The pathological characteristics included FoxP3CD4+TIL, CD8+TIL, FoxP3+TIL, and PD-L1. The high and low expressions of these markers were defined according to cut-off values, as described above. We created a combined PD-L1 and CD8+TIL classification, classifying patients with both PD-L1 positive and high CD8+TIL expression (double positive) as class 1, those with PD-L1 negative and low CD8+TIL expression (double negative) as class 3, and those with either expression as class 2. All TILs in the tumoral and stromal areas were evaluated separately. The patients characteristics included age, ECOG PS (0, 1, 2), Regimen line (1st or 2nd or more); whether nivolumab was given as a first-line drug for residual or recurrent disease, Target lesion (locoregional or distant); whether the target lesion include distant metastasis or only locoregional, and treatment history of cetuximab, and objective response (responders or non-responders). Among these variables, age was evaluated as a continuous variable for univariate analysis or ordinal variable for clinical response with 66-years old as cut off. Regimen line, target lesion, and history of cetuximab treatment, and objective response as nominal variables, and the rest as ordinal variables. PFS and OS were calculated from the first ICI administration date to the date of an event (death or disease progression for PFS and death for OS). Patients were censored if there was no progression during observation for PFS and no death for OS during follow-up. Χ2 test was used for categorical variables, and Fisher’s exact test was used for smaller group sizes that are less than five. Spearman rank testing was used to assess correlations between two variables. Kaplan–Meier analysis and log-rank tests were used to estimate survival curves. For univariate, Cox proportional hazard models were used to calculate hazard ratios and 95% confidence intervals, and multivariate analysis was performed using factors that were significant in univariate analysis.
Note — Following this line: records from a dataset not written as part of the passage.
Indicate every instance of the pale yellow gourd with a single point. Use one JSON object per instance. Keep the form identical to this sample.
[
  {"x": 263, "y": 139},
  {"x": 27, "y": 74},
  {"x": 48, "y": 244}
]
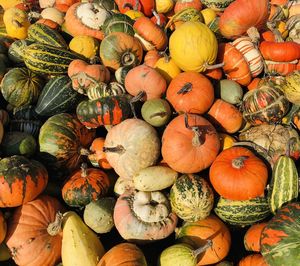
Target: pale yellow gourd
[
  {"x": 80, "y": 245},
  {"x": 193, "y": 46}
]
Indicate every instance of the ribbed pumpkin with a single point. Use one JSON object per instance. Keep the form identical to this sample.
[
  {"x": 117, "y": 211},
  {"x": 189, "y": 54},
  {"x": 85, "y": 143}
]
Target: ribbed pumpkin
[
  {"x": 64, "y": 138},
  {"x": 190, "y": 92},
  {"x": 231, "y": 172},
  {"x": 84, "y": 186},
  {"x": 266, "y": 104},
  {"x": 193, "y": 136},
  {"x": 193, "y": 46},
  {"x": 34, "y": 232},
  {"x": 20, "y": 86},
  {"x": 21, "y": 180},
  {"x": 123, "y": 254}
]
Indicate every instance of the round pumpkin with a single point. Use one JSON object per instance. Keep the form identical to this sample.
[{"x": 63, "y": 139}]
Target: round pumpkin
[
  {"x": 232, "y": 172},
  {"x": 34, "y": 232},
  {"x": 21, "y": 180},
  {"x": 192, "y": 136}
]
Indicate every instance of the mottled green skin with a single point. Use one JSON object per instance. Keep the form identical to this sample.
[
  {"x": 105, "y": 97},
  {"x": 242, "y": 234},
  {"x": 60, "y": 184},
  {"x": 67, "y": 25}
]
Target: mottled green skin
[
  {"x": 20, "y": 86},
  {"x": 280, "y": 239},
  {"x": 242, "y": 213},
  {"x": 57, "y": 97}
]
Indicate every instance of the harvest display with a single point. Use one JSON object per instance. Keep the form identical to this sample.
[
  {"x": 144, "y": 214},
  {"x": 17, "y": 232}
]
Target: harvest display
[{"x": 149, "y": 132}]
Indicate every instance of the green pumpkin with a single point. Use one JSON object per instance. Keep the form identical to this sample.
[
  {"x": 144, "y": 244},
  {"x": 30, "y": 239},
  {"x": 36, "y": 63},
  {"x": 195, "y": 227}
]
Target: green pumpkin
[{"x": 20, "y": 86}]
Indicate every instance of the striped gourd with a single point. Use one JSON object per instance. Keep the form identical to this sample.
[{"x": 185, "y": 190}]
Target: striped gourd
[
  {"x": 47, "y": 59},
  {"x": 57, "y": 97},
  {"x": 244, "y": 212},
  {"x": 251, "y": 54},
  {"x": 284, "y": 183},
  {"x": 41, "y": 33}
]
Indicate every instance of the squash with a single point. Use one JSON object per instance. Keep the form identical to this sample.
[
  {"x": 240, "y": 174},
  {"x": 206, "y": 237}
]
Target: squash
[{"x": 78, "y": 250}]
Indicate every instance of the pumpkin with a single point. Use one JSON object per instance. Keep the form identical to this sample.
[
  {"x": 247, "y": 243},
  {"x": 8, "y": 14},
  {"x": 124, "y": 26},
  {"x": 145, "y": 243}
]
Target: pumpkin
[
  {"x": 190, "y": 92},
  {"x": 34, "y": 232},
  {"x": 252, "y": 237},
  {"x": 20, "y": 86},
  {"x": 241, "y": 15},
  {"x": 193, "y": 46},
  {"x": 193, "y": 136},
  {"x": 123, "y": 254},
  {"x": 120, "y": 49},
  {"x": 64, "y": 139},
  {"x": 146, "y": 81},
  {"x": 84, "y": 76},
  {"x": 22, "y": 180},
  {"x": 231, "y": 173},
  {"x": 198, "y": 232},
  {"x": 85, "y": 19},
  {"x": 253, "y": 260},
  {"x": 225, "y": 116},
  {"x": 144, "y": 216},
  {"x": 131, "y": 146}
]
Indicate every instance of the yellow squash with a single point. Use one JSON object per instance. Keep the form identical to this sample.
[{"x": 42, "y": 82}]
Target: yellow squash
[{"x": 80, "y": 245}]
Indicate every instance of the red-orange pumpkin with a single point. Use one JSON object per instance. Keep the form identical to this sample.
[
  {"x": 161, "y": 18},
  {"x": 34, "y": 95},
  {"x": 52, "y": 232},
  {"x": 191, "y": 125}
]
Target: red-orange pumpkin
[
  {"x": 34, "y": 232},
  {"x": 189, "y": 143},
  {"x": 191, "y": 92},
  {"x": 233, "y": 176}
]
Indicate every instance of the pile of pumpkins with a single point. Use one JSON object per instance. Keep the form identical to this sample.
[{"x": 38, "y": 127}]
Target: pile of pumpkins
[{"x": 149, "y": 132}]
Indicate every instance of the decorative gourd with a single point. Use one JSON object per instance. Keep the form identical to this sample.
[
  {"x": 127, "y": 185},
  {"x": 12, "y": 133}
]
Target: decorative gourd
[
  {"x": 191, "y": 198},
  {"x": 252, "y": 237},
  {"x": 266, "y": 104},
  {"x": 85, "y": 76},
  {"x": 21, "y": 180},
  {"x": 131, "y": 146},
  {"x": 193, "y": 136},
  {"x": 64, "y": 138},
  {"x": 84, "y": 186},
  {"x": 142, "y": 216},
  {"x": 145, "y": 80},
  {"x": 98, "y": 215},
  {"x": 231, "y": 172},
  {"x": 191, "y": 92},
  {"x": 225, "y": 116},
  {"x": 76, "y": 249},
  {"x": 198, "y": 232},
  {"x": 20, "y": 86},
  {"x": 85, "y": 19},
  {"x": 280, "y": 237},
  {"x": 242, "y": 212},
  {"x": 34, "y": 232},
  {"x": 120, "y": 49},
  {"x": 241, "y": 15},
  {"x": 193, "y": 46},
  {"x": 123, "y": 254}
]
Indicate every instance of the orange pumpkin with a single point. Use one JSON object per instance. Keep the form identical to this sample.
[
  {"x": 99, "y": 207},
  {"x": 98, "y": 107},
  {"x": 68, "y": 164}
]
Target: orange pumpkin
[
  {"x": 145, "y": 80},
  {"x": 123, "y": 254},
  {"x": 191, "y": 92},
  {"x": 192, "y": 136},
  {"x": 34, "y": 234},
  {"x": 225, "y": 116},
  {"x": 232, "y": 173},
  {"x": 252, "y": 237}
]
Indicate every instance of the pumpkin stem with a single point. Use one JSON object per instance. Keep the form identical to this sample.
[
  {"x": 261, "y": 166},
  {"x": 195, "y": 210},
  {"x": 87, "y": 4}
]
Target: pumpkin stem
[
  {"x": 118, "y": 149},
  {"x": 186, "y": 88},
  {"x": 238, "y": 162},
  {"x": 200, "y": 250},
  {"x": 54, "y": 228}
]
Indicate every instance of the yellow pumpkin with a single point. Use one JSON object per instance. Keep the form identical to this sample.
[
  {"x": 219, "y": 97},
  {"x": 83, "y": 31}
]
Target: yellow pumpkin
[
  {"x": 193, "y": 46},
  {"x": 16, "y": 22},
  {"x": 167, "y": 68},
  {"x": 85, "y": 45}
]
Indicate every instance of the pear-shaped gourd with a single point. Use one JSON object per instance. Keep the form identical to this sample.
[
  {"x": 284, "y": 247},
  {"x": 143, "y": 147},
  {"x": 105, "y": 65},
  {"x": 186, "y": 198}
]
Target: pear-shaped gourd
[{"x": 80, "y": 245}]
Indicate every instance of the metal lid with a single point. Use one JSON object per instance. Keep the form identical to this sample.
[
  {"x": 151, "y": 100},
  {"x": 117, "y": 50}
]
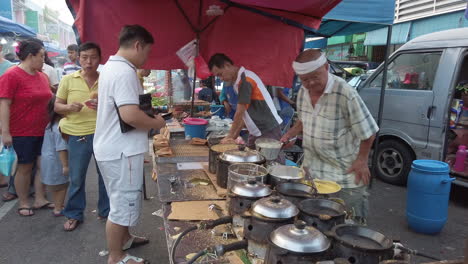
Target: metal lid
[
  {"x": 236, "y": 155},
  {"x": 275, "y": 207},
  {"x": 286, "y": 172},
  {"x": 300, "y": 238},
  {"x": 251, "y": 189}
]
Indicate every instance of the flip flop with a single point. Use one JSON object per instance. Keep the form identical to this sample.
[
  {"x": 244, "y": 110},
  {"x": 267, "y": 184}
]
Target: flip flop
[
  {"x": 48, "y": 205},
  {"x": 30, "y": 211},
  {"x": 6, "y": 197},
  {"x": 131, "y": 243},
  {"x": 128, "y": 258},
  {"x": 73, "y": 223},
  {"x": 57, "y": 214}
]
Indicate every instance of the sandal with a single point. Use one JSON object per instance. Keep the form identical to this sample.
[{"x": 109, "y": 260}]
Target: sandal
[
  {"x": 6, "y": 197},
  {"x": 47, "y": 205},
  {"x": 128, "y": 257},
  {"x": 131, "y": 243},
  {"x": 72, "y": 225},
  {"x": 30, "y": 211}
]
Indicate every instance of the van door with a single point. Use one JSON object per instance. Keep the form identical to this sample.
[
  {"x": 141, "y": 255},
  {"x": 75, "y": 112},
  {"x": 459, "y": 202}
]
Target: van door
[{"x": 408, "y": 97}]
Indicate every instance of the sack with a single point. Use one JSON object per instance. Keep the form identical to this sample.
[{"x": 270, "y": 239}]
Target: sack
[
  {"x": 203, "y": 71},
  {"x": 8, "y": 161}
]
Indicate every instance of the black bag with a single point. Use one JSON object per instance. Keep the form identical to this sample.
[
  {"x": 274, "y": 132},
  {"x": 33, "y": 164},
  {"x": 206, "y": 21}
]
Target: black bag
[{"x": 145, "y": 106}]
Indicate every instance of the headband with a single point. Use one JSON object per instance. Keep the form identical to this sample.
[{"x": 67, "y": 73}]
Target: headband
[{"x": 310, "y": 66}]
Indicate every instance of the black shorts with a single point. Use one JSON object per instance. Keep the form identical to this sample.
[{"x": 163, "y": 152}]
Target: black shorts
[{"x": 27, "y": 148}]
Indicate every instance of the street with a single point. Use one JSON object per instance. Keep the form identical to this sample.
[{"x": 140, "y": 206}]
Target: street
[{"x": 41, "y": 239}]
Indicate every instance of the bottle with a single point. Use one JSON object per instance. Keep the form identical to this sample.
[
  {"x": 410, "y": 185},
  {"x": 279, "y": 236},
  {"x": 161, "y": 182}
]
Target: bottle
[{"x": 460, "y": 157}]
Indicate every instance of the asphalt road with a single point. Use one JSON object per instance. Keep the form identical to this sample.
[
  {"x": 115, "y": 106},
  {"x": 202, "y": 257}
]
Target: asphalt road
[{"x": 40, "y": 239}]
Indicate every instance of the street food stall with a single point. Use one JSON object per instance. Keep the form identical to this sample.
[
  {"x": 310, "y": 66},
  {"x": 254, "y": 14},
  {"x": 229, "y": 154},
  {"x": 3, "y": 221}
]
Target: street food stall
[{"x": 231, "y": 204}]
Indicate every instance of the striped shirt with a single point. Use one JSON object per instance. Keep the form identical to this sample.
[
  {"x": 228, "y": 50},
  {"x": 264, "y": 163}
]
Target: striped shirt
[
  {"x": 261, "y": 115},
  {"x": 333, "y": 131},
  {"x": 70, "y": 67}
]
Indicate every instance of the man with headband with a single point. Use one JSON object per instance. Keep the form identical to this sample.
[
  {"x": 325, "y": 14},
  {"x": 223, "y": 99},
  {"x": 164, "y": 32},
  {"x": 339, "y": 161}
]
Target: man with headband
[
  {"x": 338, "y": 131},
  {"x": 255, "y": 108}
]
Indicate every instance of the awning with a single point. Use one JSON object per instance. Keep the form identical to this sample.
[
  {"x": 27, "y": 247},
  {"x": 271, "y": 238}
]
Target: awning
[
  {"x": 438, "y": 23},
  {"x": 254, "y": 33},
  {"x": 357, "y": 16},
  {"x": 9, "y": 26},
  {"x": 378, "y": 37}
]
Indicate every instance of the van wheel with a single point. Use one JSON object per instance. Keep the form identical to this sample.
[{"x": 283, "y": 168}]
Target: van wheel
[{"x": 394, "y": 161}]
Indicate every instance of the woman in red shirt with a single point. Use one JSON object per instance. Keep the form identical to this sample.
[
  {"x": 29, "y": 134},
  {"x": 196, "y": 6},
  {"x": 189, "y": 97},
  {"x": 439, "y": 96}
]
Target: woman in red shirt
[{"x": 24, "y": 96}]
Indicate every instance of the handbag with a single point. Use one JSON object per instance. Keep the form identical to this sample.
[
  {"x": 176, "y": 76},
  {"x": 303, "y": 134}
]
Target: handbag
[{"x": 145, "y": 106}]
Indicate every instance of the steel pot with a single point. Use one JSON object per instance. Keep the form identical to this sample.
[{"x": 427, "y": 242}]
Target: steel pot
[
  {"x": 230, "y": 157},
  {"x": 214, "y": 152},
  {"x": 267, "y": 214},
  {"x": 243, "y": 195},
  {"x": 297, "y": 243},
  {"x": 295, "y": 192},
  {"x": 360, "y": 245},
  {"x": 282, "y": 173},
  {"x": 322, "y": 214}
]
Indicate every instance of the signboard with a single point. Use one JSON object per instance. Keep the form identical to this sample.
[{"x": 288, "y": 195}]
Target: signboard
[
  {"x": 6, "y": 9},
  {"x": 32, "y": 19}
]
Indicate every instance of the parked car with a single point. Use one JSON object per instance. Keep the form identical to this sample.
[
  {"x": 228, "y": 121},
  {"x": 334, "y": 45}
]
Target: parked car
[
  {"x": 365, "y": 65},
  {"x": 422, "y": 76}
]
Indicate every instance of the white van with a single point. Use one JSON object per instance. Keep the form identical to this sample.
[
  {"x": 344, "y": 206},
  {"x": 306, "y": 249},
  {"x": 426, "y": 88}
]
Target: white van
[{"x": 422, "y": 76}]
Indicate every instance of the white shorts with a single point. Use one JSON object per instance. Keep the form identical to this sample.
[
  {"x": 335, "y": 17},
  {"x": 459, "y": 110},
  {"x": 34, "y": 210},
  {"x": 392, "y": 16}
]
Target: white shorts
[{"x": 124, "y": 181}]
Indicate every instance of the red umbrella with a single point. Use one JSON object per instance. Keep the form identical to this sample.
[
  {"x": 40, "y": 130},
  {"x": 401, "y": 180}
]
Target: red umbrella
[{"x": 257, "y": 34}]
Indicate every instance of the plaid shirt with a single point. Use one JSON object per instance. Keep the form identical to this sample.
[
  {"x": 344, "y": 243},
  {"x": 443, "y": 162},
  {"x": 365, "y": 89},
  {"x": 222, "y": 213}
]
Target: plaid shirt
[{"x": 333, "y": 131}]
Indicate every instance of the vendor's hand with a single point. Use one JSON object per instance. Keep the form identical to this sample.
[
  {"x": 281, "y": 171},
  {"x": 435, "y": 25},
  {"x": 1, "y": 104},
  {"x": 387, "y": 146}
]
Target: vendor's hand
[
  {"x": 7, "y": 140},
  {"x": 285, "y": 138},
  {"x": 159, "y": 122},
  {"x": 75, "y": 107},
  {"x": 361, "y": 171},
  {"x": 227, "y": 140},
  {"x": 65, "y": 171}
]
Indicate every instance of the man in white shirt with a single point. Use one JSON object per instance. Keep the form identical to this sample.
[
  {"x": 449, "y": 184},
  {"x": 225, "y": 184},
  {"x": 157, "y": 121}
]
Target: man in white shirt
[
  {"x": 120, "y": 155},
  {"x": 338, "y": 131}
]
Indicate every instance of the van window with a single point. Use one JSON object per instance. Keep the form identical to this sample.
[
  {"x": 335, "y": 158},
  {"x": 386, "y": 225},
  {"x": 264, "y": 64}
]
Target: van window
[{"x": 410, "y": 71}]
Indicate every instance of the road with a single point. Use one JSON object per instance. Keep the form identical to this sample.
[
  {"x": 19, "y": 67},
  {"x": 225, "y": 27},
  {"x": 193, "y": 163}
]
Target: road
[{"x": 41, "y": 240}]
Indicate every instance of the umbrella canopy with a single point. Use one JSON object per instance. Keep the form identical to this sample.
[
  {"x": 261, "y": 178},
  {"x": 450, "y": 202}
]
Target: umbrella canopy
[
  {"x": 254, "y": 33},
  {"x": 9, "y": 26}
]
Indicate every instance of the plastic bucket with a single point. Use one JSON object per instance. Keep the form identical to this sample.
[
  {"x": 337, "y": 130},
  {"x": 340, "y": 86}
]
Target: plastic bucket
[
  {"x": 195, "y": 127},
  {"x": 428, "y": 196},
  {"x": 218, "y": 110}
]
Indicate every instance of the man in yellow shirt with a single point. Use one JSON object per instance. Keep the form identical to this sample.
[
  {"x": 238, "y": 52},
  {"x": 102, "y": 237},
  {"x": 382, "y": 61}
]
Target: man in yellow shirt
[{"x": 78, "y": 125}]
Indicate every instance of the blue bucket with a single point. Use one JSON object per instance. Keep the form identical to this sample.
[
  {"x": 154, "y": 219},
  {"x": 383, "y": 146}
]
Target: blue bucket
[
  {"x": 218, "y": 110},
  {"x": 195, "y": 127},
  {"x": 428, "y": 194}
]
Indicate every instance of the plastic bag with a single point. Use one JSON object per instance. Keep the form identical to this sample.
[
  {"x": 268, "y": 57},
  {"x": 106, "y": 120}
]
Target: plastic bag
[
  {"x": 202, "y": 68},
  {"x": 8, "y": 161}
]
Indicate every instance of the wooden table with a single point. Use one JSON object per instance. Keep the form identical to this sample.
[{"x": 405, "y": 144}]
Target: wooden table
[{"x": 166, "y": 169}]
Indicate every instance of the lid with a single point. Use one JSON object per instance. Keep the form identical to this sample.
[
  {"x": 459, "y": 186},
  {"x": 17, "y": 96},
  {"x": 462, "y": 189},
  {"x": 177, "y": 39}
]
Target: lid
[
  {"x": 431, "y": 165},
  {"x": 275, "y": 207},
  {"x": 300, "y": 238},
  {"x": 251, "y": 189},
  {"x": 195, "y": 121},
  {"x": 235, "y": 155},
  {"x": 223, "y": 147},
  {"x": 286, "y": 172}
]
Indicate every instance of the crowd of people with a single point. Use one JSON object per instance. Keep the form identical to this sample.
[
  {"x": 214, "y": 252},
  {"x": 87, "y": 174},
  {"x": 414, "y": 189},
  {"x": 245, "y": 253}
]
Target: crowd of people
[{"x": 56, "y": 127}]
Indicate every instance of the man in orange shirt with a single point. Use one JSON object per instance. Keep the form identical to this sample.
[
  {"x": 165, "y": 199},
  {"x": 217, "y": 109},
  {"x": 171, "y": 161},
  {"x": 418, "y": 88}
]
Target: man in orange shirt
[{"x": 255, "y": 107}]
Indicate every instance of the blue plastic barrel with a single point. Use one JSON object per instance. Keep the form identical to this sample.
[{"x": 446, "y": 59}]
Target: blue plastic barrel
[
  {"x": 428, "y": 196},
  {"x": 218, "y": 110},
  {"x": 195, "y": 127}
]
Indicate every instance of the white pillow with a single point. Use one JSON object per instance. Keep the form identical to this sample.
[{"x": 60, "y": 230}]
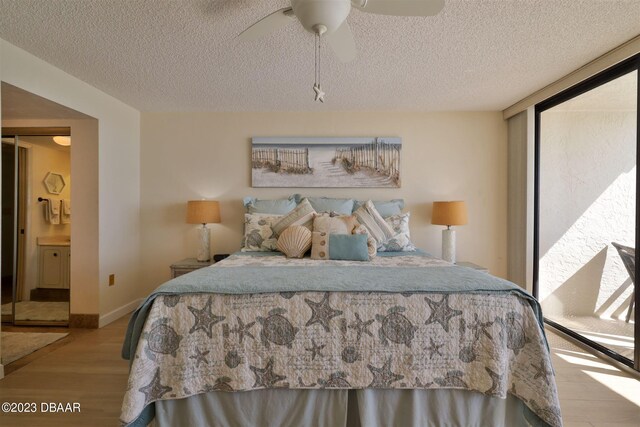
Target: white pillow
[
  {"x": 368, "y": 216},
  {"x": 258, "y": 233},
  {"x": 401, "y": 240}
]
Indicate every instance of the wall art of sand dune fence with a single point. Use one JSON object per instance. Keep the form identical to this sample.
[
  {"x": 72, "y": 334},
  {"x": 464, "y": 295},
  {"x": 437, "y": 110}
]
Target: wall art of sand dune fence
[
  {"x": 295, "y": 161},
  {"x": 379, "y": 157}
]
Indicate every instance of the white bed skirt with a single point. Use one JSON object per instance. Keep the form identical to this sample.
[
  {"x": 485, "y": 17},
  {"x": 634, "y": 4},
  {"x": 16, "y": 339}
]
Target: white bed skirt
[{"x": 351, "y": 408}]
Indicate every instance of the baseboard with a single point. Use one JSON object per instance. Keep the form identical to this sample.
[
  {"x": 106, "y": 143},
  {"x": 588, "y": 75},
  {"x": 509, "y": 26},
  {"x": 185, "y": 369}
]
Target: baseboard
[
  {"x": 118, "y": 313},
  {"x": 83, "y": 321}
]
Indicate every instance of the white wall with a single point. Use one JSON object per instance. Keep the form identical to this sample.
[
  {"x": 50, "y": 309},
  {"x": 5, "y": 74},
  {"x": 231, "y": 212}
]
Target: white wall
[
  {"x": 116, "y": 198},
  {"x": 445, "y": 156},
  {"x": 587, "y": 201}
]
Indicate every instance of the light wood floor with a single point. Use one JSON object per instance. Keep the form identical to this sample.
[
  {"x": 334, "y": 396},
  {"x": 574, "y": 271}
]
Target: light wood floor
[{"x": 88, "y": 369}]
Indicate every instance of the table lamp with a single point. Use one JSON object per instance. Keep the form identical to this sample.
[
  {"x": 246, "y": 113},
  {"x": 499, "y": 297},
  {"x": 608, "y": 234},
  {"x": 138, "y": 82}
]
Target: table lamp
[
  {"x": 449, "y": 213},
  {"x": 203, "y": 212}
]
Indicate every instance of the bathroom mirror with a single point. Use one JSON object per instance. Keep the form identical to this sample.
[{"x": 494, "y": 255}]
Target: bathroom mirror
[{"x": 54, "y": 183}]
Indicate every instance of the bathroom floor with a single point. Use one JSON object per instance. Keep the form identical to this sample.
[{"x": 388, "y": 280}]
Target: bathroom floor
[{"x": 39, "y": 310}]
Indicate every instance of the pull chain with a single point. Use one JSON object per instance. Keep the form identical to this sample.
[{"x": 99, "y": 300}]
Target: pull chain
[{"x": 316, "y": 86}]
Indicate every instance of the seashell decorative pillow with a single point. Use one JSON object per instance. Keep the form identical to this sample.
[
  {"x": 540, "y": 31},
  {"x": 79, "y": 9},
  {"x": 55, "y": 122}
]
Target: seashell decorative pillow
[
  {"x": 372, "y": 246},
  {"x": 294, "y": 241},
  {"x": 258, "y": 233},
  {"x": 401, "y": 240}
]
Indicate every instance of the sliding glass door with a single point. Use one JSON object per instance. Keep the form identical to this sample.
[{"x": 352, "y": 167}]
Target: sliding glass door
[{"x": 586, "y": 211}]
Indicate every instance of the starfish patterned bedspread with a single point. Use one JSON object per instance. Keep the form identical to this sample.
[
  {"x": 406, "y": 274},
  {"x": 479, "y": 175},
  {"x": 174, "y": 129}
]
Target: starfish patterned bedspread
[{"x": 252, "y": 322}]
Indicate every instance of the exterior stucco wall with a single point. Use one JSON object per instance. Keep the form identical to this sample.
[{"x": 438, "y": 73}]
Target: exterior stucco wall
[{"x": 587, "y": 201}]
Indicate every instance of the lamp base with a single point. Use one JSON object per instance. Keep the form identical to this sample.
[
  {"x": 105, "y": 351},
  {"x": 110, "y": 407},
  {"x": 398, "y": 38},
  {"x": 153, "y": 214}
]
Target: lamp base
[
  {"x": 449, "y": 245},
  {"x": 204, "y": 254}
]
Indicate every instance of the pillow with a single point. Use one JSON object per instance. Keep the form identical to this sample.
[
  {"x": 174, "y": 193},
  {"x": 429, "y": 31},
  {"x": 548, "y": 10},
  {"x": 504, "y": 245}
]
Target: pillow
[
  {"x": 276, "y": 207},
  {"x": 351, "y": 247},
  {"x": 258, "y": 233},
  {"x": 372, "y": 246},
  {"x": 327, "y": 204},
  {"x": 301, "y": 215},
  {"x": 294, "y": 241},
  {"x": 334, "y": 224},
  {"x": 386, "y": 207},
  {"x": 368, "y": 216},
  {"x": 401, "y": 241}
]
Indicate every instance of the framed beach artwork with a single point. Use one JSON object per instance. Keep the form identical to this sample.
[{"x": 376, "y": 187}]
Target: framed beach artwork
[{"x": 326, "y": 162}]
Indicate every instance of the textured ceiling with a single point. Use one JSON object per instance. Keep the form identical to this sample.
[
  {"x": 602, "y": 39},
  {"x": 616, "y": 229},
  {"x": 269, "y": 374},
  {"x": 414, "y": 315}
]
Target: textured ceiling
[
  {"x": 20, "y": 104},
  {"x": 160, "y": 55}
]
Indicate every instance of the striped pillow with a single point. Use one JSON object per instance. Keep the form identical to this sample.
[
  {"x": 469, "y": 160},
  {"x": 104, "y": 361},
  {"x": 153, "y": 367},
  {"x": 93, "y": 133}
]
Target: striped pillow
[
  {"x": 301, "y": 215},
  {"x": 368, "y": 216}
]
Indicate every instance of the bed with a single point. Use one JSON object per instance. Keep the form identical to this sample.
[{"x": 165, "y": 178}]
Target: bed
[{"x": 404, "y": 339}]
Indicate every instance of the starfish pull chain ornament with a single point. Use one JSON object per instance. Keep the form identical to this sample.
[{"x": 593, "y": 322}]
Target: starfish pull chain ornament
[{"x": 319, "y": 94}]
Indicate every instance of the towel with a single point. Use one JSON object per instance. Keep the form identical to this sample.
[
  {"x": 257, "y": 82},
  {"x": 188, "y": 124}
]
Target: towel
[
  {"x": 65, "y": 211},
  {"x": 52, "y": 211}
]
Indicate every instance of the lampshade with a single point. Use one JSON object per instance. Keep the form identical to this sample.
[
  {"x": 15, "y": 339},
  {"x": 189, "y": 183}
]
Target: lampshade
[
  {"x": 203, "y": 212},
  {"x": 449, "y": 213},
  {"x": 65, "y": 141}
]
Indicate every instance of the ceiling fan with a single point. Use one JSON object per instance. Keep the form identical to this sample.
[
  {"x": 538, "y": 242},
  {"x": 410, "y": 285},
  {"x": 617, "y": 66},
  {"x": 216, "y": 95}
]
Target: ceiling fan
[{"x": 328, "y": 18}]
We verified the proportional hazard property of the variables by the EZR software, with the null hypothesis that the proportional hazard property is satisfied not being rejectable. All tests were two-tailed, and a P-value of < 0.05 was considered significant. All statistical analyses were performed using EZR software34.

Ethical approval

The study protocol complied with the Declaration of Helsinki and was approved by the institutional review board of Saitama Medical University International Medical Center (approval no. 17-044, 17-262). All patients provided written informed consent prior to enrollment.